837.513/58: Telegram

The Secretary of State to the Ambassador in Cuba ( Crowder )

57. Your 47, July 11, 5 p.m.

The Under Secretary of State handed the following Aide-Memoire to the Cuban Chargé this afternoon who promised to telegraph it to his Government this evening:

“The Department of State recently received a report to the effect that the Cuban House of Representatives on the evening of July 10, passed a bill previously passed by the Senate reorganizing the national lottery on the basis of 2000 colecturias instead of the 961 now existing, and furthermore authorizing the sale of the tickets at whatever price they would command. The Department’s information indicated that great secrecy was observed regarding this bill, the terms of which are reported to be as stated above, although the Department has not yet received a copy thereof. The Department hopes that the information which it has received is incorrect, and that no such measure, which would inevitably result in the breakdown of the moralization program, is under contemplation by the Cuban Government.

In this connection the Department begs to refer to a letter written on April 30, 1921, to General Crowder by President Zayas,10 some [Page 845] three weeks before the latter assumed the high office he now occupies, in which he stated that the national lottery ‘should be the object of modification, as regards the sale of the tickets, so as to avoid having their legal price altered, and having this transaction be the means of undue profit to persons mediating between the Government and the venders.’ On April 28, 1921,11 President Zayas assured General Crowder that he would, within a period of five months, make sweeping reforms in the national lottery, particularly in the colecturia system.

This Government has been gratified at the assurances several times received from President Zayas that he will completely carry out the moralization program outlined by Ambassador Crowder.
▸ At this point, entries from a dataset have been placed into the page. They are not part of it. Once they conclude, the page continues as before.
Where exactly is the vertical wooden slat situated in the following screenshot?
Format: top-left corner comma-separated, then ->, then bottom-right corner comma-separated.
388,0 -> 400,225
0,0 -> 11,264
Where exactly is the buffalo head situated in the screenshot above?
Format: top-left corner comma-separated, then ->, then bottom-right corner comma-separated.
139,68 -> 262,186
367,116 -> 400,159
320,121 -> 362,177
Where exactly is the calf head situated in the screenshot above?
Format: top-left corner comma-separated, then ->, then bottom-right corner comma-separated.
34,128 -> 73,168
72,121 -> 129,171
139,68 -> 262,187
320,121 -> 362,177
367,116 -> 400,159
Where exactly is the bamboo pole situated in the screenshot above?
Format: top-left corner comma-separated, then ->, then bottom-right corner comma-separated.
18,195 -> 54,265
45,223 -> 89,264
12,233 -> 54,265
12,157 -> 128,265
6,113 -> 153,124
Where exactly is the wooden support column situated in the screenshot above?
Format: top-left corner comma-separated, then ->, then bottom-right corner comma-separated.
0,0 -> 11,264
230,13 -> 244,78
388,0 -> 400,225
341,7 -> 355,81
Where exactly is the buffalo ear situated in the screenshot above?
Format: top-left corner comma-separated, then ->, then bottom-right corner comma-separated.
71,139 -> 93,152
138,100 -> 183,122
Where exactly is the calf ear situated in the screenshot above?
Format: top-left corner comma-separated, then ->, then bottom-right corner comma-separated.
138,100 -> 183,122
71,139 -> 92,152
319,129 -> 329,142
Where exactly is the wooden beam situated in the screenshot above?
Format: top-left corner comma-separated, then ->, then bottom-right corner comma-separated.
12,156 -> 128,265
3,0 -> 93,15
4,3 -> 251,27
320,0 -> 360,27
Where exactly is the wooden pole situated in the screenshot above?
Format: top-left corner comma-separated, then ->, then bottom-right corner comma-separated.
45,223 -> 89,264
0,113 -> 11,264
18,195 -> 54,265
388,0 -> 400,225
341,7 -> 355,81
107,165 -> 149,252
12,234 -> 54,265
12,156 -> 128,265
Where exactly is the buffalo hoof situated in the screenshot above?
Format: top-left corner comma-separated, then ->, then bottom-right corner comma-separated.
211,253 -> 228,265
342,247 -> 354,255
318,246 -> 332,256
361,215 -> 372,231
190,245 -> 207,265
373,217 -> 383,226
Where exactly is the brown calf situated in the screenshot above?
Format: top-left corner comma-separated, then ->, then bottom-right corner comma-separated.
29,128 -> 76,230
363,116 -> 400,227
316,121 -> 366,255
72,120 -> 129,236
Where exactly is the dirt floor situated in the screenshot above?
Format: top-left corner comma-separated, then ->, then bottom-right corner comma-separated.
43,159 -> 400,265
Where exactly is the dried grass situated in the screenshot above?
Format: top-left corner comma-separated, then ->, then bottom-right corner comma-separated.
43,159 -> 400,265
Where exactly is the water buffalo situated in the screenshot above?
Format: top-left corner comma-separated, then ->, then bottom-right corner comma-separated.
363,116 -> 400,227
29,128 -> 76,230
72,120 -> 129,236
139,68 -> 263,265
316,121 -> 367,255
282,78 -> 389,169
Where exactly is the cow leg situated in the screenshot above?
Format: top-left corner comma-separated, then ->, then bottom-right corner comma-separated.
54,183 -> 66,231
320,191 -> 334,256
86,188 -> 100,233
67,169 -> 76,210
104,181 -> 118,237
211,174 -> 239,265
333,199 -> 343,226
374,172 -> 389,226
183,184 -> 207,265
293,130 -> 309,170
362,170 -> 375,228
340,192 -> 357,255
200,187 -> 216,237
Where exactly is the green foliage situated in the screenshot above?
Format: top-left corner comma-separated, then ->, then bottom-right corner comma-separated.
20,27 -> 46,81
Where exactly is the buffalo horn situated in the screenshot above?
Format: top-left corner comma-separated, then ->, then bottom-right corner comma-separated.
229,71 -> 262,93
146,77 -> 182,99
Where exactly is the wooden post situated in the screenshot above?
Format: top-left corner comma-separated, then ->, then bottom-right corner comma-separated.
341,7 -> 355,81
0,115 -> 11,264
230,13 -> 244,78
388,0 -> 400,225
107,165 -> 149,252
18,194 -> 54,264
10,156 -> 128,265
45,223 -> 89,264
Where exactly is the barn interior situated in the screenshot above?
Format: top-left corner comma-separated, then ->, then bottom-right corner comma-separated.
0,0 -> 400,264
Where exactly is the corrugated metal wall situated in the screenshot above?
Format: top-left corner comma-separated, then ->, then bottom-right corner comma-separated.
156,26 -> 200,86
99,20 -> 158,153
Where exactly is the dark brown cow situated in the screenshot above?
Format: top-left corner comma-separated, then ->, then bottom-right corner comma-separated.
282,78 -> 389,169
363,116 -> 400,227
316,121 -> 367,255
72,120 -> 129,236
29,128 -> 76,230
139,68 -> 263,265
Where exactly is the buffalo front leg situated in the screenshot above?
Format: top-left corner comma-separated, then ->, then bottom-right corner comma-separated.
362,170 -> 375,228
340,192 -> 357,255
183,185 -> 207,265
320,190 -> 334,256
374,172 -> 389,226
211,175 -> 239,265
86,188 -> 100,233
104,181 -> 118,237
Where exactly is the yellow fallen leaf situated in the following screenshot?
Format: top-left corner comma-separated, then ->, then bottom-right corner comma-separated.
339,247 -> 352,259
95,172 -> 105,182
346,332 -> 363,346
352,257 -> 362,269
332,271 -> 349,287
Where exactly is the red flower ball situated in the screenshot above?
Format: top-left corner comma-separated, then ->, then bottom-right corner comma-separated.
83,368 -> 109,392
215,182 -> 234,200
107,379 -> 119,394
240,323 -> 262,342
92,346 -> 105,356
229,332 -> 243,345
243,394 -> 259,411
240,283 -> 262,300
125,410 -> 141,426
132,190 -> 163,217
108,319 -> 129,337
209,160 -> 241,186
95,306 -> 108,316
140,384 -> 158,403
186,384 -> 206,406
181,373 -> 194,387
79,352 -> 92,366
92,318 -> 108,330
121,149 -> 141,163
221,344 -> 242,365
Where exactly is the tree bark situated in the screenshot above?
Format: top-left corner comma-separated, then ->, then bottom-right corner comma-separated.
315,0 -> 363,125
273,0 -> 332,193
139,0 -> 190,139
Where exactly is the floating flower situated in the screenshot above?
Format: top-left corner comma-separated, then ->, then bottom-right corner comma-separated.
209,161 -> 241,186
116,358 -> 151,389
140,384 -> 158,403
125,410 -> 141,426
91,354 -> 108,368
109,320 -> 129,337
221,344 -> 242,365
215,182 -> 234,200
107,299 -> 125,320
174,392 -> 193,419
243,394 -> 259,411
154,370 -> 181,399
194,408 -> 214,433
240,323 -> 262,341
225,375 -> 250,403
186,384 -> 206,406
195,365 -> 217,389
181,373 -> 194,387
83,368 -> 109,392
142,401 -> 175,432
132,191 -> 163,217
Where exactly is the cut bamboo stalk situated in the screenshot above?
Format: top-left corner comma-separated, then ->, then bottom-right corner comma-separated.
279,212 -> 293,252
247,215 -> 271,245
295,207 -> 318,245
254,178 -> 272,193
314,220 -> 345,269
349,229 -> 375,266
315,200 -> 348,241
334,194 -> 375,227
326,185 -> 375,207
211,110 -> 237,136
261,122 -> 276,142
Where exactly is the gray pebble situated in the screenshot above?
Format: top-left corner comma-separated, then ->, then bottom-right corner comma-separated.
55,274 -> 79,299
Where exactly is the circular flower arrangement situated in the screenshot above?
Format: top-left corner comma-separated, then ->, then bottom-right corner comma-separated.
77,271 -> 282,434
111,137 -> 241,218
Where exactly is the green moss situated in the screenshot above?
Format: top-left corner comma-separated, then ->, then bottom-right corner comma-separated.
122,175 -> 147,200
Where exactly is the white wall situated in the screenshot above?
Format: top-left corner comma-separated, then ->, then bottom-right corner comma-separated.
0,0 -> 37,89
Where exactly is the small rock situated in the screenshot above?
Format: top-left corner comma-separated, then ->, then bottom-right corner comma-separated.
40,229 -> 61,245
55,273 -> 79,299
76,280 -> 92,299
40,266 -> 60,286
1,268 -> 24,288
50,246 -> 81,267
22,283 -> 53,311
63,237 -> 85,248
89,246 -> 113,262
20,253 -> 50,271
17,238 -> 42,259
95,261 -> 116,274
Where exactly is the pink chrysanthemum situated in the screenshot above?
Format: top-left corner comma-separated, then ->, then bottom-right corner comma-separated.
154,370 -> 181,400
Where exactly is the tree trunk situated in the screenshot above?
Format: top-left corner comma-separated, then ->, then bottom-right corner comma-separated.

The United States Government is confident, therefore, that President Zayas will not support a bill such as the one reported above which, if enacted into law, would undo the work already accomplished in the lottery reform and would render impossible the effective carrying out of the moralization program, of which the lottery reform is one of the principal features, in the interest of the fundamental conditions of Cuban stability and prosperity.”

Hughes
  1. Not printed.
  2. See General Crowder’s telegram no. 66 of the same date, Foreign Relations, 1921, vol. i, p. 692.